A typical approach uses a recursive to generate one row per day in each range, then aggregation:
with cte (meta_attrib_1, meta_attrib_2, dt, end_date) as (
select meta_attrib_1, meta_attrib_2, start_date, end_date from mytable
union all
select meta_attrib_1, meta_attrib_2, dt + 1, end_date from cte where dt < end_date
)
select dt, meta_attrib_1, meta_attrib_2, count(*) as cnt
from cte
group by dt, meta_attrib_1, meta_attrib_2
This is pretty close to the logic that you described. You did not show your actual query so it is hard to tell whether this is a better solution than what you are doing currently.

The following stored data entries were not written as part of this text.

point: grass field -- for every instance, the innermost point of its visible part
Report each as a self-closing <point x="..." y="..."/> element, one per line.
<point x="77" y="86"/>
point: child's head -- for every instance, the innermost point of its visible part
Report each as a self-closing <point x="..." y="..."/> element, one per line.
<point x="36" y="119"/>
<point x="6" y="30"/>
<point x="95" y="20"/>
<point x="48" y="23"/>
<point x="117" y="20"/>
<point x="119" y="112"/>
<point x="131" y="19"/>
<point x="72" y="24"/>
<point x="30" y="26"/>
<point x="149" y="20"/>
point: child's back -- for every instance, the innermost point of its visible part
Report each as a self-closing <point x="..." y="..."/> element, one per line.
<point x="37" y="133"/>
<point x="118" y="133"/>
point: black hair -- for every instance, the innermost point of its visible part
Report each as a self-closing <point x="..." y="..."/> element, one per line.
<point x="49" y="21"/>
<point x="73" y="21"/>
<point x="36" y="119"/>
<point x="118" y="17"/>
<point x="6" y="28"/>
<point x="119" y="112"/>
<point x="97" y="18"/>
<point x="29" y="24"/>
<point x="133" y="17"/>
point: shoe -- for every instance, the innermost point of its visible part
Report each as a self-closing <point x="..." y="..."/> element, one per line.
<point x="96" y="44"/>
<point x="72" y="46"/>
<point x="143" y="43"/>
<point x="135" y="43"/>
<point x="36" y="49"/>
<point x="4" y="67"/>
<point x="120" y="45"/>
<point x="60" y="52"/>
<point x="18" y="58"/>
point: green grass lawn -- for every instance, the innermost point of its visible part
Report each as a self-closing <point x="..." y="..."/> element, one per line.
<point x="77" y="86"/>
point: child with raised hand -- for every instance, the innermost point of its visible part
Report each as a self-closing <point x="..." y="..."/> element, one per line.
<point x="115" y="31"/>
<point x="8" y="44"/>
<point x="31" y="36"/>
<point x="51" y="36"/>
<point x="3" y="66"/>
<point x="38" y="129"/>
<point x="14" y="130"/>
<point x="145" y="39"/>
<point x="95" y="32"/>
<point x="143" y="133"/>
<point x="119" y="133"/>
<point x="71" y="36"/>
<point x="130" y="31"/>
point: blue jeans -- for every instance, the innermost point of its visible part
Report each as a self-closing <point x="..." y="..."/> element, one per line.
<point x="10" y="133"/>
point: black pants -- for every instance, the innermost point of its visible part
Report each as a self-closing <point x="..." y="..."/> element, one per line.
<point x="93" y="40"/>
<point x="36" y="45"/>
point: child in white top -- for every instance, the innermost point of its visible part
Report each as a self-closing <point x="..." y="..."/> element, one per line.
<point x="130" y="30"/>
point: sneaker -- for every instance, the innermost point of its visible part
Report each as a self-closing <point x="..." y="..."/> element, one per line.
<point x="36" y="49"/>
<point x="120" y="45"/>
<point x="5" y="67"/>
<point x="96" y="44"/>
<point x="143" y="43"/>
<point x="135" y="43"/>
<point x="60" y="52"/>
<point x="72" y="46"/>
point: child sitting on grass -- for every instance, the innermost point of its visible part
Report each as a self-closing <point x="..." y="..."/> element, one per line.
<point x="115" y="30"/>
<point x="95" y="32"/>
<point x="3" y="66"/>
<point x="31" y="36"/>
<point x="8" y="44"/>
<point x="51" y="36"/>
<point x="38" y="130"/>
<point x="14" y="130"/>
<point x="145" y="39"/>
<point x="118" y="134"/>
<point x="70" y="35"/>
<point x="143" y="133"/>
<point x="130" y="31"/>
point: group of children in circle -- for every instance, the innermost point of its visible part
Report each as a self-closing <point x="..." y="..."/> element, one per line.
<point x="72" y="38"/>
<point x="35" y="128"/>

You might find that a recursive CTE is faster:
with cte (day, meta_attrib1, meta_attrib2, end_date)
select start_date, meta_attrib1, meta_attrib2, end_date
from t
union all
select start_date + interval '1' day, meta_attrib1, meta_attrib2, end_date
from cte
where day < end_date
)
select day, meta_attrib1, meta_attrib2, count(*)
from cte
group by day, meta_attrib1, meta_attrib2;
The advantage to a recursive CTE is that it "localizes" the expansion of the dates. Instead of relying on a non-equijoin, it simply churns out the additional dates.
This is still producing a separate row for each day for each of the original rows. That means that the aggregation could be the bottleneck.